Saturday, June 22, 2013

Wilde About Oscar

Does anyone besides my sister-in-law and I get the title of this post? It was starting to seem like that when I was working on this project because everyone that saw it in progress (i.e. co-workers on my lunch break) had no idea who Oscar was or why anyone would be Wilde about him.

This was a project of many firsts for me: first time making my own chart, first time charting a custom font, first time making a pillow, first time finishing a project for a deadline (barely).
The stitching is done on 14ct Fiddler's cloth Aida, completely in black (DMC 310). If I knew what I was doing when it came to blogging and crafting, I would know what kind of cording and backing fabric I used, but alas, I do not.

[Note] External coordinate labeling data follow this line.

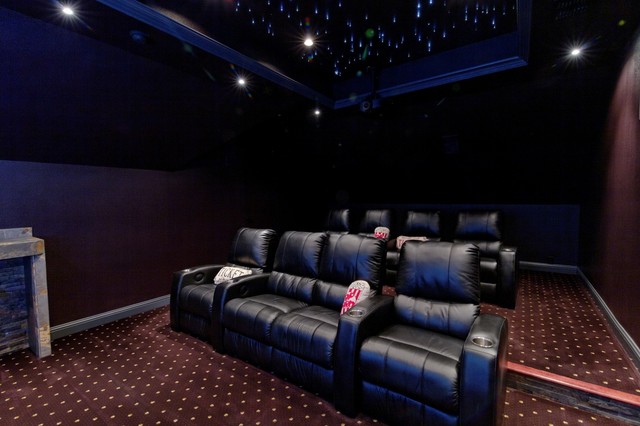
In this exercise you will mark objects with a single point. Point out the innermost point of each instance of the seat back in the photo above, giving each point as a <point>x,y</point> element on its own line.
<point>253,248</point>
<point>438,286</point>
<point>483,228</point>
<point>296,264</point>
<point>372,219</point>
<point>337,221</point>
<point>345,259</point>
<point>419,224</point>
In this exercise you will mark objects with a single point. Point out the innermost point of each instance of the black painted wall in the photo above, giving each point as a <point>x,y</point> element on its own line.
<point>130,169</point>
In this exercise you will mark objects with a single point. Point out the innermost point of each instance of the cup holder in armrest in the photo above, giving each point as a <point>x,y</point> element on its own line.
<point>483,342</point>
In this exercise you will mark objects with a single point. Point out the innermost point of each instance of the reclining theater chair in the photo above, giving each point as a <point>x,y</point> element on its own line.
<point>288,322</point>
<point>192,289</point>
<point>498,262</point>
<point>371,219</point>
<point>337,221</point>
<point>431,357</point>
<point>417,224</point>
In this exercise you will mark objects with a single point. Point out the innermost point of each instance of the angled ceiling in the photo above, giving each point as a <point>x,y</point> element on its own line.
<point>363,51</point>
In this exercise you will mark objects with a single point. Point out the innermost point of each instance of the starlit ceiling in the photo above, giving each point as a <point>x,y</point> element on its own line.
<point>362,49</point>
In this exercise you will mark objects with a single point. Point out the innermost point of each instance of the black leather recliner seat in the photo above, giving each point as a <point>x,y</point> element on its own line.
<point>431,357</point>
<point>192,289</point>
<point>498,262</point>
<point>420,224</point>
<point>288,321</point>
<point>338,221</point>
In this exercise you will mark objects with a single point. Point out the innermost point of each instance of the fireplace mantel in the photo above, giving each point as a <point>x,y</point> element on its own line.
<point>20,243</point>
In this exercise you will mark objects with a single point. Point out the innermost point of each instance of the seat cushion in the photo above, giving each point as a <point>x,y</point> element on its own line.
<point>254,316</point>
<point>420,364</point>
<point>308,333</point>
<point>197,299</point>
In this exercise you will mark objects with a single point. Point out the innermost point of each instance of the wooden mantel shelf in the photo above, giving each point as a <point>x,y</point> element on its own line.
<point>20,243</point>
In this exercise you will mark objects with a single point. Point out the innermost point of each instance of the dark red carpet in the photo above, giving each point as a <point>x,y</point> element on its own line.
<point>137,371</point>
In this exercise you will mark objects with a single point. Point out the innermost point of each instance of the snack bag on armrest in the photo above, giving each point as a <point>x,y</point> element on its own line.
<point>357,291</point>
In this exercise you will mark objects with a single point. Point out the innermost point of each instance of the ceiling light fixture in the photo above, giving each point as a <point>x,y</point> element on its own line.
<point>67,10</point>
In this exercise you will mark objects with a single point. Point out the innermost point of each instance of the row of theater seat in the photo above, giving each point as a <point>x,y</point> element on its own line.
<point>484,228</point>
<point>426,355</point>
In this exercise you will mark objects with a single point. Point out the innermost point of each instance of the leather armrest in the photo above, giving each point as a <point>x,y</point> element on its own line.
<point>243,286</point>
<point>508,279</point>
<point>372,315</point>
<point>483,371</point>
<point>197,275</point>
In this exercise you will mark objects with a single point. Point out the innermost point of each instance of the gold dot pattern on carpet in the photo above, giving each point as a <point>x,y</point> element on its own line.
<point>558,327</point>
<point>139,372</point>
<point>525,409</point>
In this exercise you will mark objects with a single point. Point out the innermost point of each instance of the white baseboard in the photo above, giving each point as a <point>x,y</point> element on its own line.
<point>548,267</point>
<point>82,324</point>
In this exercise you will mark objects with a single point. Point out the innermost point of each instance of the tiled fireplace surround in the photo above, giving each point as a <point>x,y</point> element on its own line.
<point>24,301</point>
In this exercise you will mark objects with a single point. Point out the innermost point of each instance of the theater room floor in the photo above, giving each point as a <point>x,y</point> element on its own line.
<point>565,368</point>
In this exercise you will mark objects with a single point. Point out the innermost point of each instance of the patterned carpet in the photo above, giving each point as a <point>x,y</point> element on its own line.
<point>137,371</point>
<point>558,327</point>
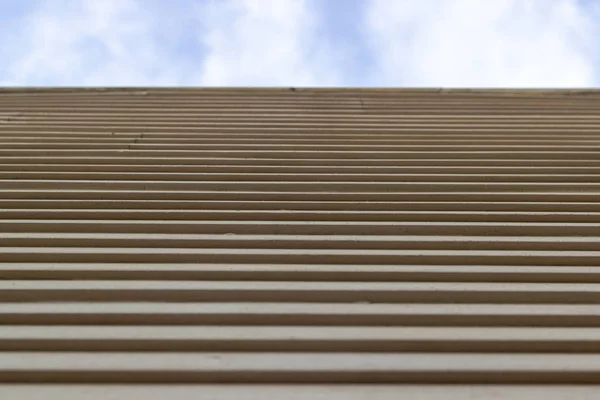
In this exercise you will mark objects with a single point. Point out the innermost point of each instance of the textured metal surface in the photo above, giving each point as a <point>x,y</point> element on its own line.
<point>299,237</point>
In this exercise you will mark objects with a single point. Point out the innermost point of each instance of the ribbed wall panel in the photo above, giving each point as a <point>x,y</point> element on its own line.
<point>304,238</point>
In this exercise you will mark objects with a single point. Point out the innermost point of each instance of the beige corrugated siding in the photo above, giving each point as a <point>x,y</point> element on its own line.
<point>305,237</point>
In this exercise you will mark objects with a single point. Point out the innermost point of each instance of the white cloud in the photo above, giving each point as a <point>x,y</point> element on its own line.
<point>95,42</point>
<point>265,43</point>
<point>481,43</point>
<point>465,43</point>
<point>150,43</point>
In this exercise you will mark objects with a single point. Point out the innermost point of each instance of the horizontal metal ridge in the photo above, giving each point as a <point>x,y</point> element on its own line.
<point>302,240</point>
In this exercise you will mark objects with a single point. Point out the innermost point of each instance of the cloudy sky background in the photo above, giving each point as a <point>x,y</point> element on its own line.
<point>415,43</point>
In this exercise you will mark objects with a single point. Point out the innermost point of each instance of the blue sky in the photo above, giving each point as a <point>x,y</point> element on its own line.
<point>397,43</point>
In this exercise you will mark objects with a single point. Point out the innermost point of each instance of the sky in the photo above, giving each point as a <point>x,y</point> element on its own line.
<point>301,43</point>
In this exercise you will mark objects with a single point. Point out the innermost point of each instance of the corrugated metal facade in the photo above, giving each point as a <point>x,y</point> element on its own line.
<point>299,236</point>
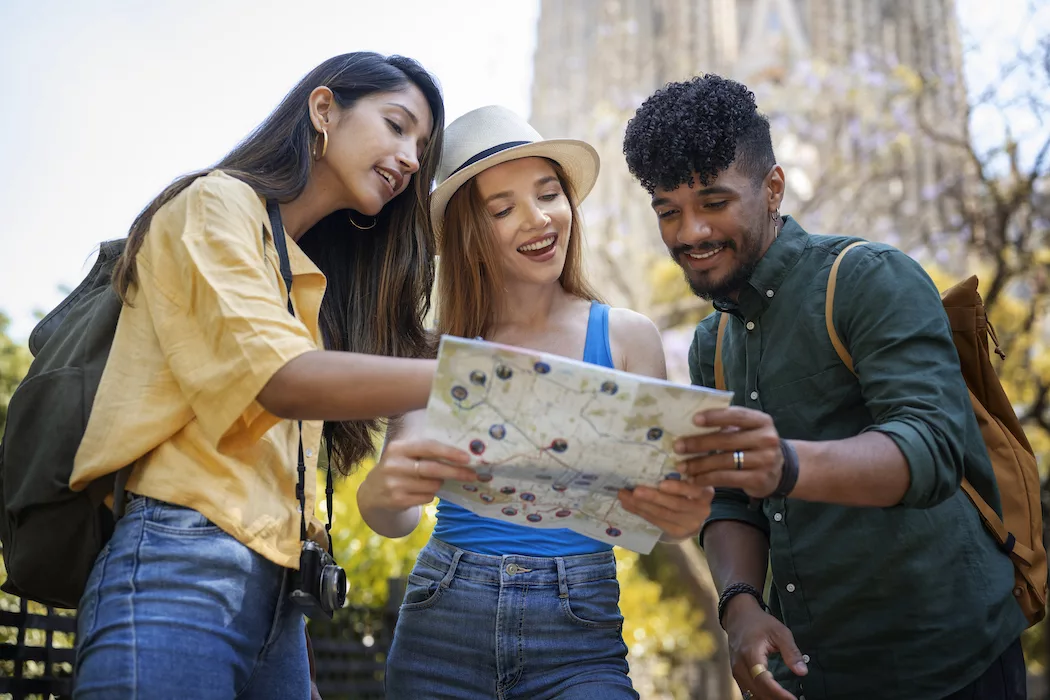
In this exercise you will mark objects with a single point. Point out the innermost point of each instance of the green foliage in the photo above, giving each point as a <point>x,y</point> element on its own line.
<point>15,360</point>
<point>658,629</point>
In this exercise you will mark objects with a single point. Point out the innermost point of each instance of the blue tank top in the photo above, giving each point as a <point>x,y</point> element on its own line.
<point>459,527</point>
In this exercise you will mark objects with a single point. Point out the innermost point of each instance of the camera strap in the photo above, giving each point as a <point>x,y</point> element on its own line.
<point>277,228</point>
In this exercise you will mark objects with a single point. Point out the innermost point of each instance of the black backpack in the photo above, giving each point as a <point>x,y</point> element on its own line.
<point>51,534</point>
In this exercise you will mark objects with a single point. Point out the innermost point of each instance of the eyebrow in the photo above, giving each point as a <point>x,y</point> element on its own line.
<point>540,183</point>
<point>407,111</point>
<point>707,191</point>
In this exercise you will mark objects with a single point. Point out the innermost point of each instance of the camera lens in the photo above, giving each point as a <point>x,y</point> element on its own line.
<point>333,587</point>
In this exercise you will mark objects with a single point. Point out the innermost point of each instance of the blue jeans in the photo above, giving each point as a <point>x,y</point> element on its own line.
<point>474,626</point>
<point>175,608</point>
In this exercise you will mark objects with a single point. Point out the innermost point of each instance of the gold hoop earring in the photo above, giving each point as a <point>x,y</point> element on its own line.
<point>323,145</point>
<point>358,226</point>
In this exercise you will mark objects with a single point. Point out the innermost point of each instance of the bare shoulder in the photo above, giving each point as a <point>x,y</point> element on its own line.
<point>636,343</point>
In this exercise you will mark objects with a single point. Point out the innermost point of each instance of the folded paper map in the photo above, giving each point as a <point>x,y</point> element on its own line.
<point>553,440</point>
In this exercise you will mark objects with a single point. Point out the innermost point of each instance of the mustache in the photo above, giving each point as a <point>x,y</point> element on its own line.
<point>678,251</point>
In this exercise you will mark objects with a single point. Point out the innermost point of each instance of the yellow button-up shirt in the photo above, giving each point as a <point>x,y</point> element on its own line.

I do know that my lovely Nana Dana (yes, we have the same name) came to the rescue and whipped up the pillow part in less than an hour. I did at least help cut out the pieces, figure out the construction, and pin the cord. If I had allowed myself more time than two hours to make the pillow, I would have learned how to use the sewing machine myself. We'll save that adventure for another day.

Nana Dana hard at work
There are no up-close pictures of the pillow because I had to hand sew the opening at the bottom early this morning and I had no idea what I was doing and it came out a bit wonky. Also, I stabbed myself with a needle (since I was using an actual sewing needle and not the blunt tapestry needles I'm used to) so a teensy weensy bit of my blood is also on the bottom, should anyone need it for DNA analysis. I am very proud of the back of the stitching, though to be fair, it was a simple pattern with one color and thus pretty easy to keep neat.

Back view of stitching

One part of this project I found particularly interesting was charting a new font (i.e. a font that didn't come pre-packaged with my charting software, though it has a plethora). I did my best to make elements of the font consistent across all the letters, and though there are few issues, I think the overall product looks good.

Lesson learned: When doing cross stitch or other fine needlework, it is best to keep in mind that most people viewing the final product will not be viewing it from 6 inches away, so all those things that look like huge horrible mistakes to you are much less apparent than they seem.

Now I want to re-read The Importance of Being Earnest...


  1. Thank you, thank you, THANK you! I adore this. It is absolutely perfect and gorgeous and spelled correctly.

  2. I'm glad you like it! I was really pleased with how it turned out.